"Reeling with revenge, cut-throat smugglers, and the indomitable spirit of its heroine, this is historic fiction at its most riveting and evocative."
Set in an English smuggling town in 1742, Alex Preston’s Winchelsea tells a thoroughly gripping, atmospheric tale of a young woman’s journey from life as a gentlewoman, to smuggler, to pirate in the name of avenging her father’s murder. Shot-through with much mystery, desire and vengeance, this is Moonfleet meets du Maurier, with deliciously evocative language that conjures a wonderful sense of time, place and its heroine’s engagingly headstrong character.
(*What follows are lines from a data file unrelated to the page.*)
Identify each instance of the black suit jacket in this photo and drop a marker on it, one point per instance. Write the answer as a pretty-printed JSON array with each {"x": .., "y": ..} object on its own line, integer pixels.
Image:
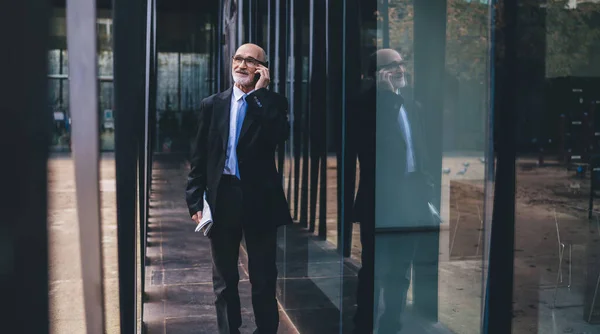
[
  {"x": 265, "y": 126},
  {"x": 376, "y": 139}
]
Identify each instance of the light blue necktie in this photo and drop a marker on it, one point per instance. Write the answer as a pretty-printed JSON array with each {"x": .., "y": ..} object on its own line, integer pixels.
[{"x": 240, "y": 120}]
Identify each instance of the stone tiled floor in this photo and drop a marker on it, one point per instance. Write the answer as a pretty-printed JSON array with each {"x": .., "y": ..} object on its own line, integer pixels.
[{"x": 314, "y": 297}]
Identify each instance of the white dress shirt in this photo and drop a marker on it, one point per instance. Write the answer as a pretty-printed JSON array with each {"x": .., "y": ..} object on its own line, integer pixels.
[
  {"x": 405, "y": 127},
  {"x": 231, "y": 163}
]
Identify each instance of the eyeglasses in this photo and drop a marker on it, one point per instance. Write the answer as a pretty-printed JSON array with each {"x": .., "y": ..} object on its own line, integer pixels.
[
  {"x": 393, "y": 65},
  {"x": 250, "y": 62}
]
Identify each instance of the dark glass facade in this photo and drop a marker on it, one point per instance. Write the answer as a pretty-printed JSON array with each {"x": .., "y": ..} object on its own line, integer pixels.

As a baby, Goody Brown was recused from drowning and taken in by a wealthy couple in Winchelsea, where smugglers’ command of the windswept cliffs, coves and secret caves seeps into all aspects of life. As Goody’s beloved brother Francis declares (he was himself adopted by her parents after escaping enslavement), “It is a time for brazen men… A time for the shameless, the vulturous, the shillers and under-merchants to thrive while honest folk struggle and starve”. This is borne out when their father is murdered by a group of men he’d considered to be friends. Already wildly discontent with the prospect of living a gentlewoman’s life, this tragedy spurs Goody to devote herself to avenging his death, setting her on a perilous, exhilarating path of smuggling, piracy and personal transformation.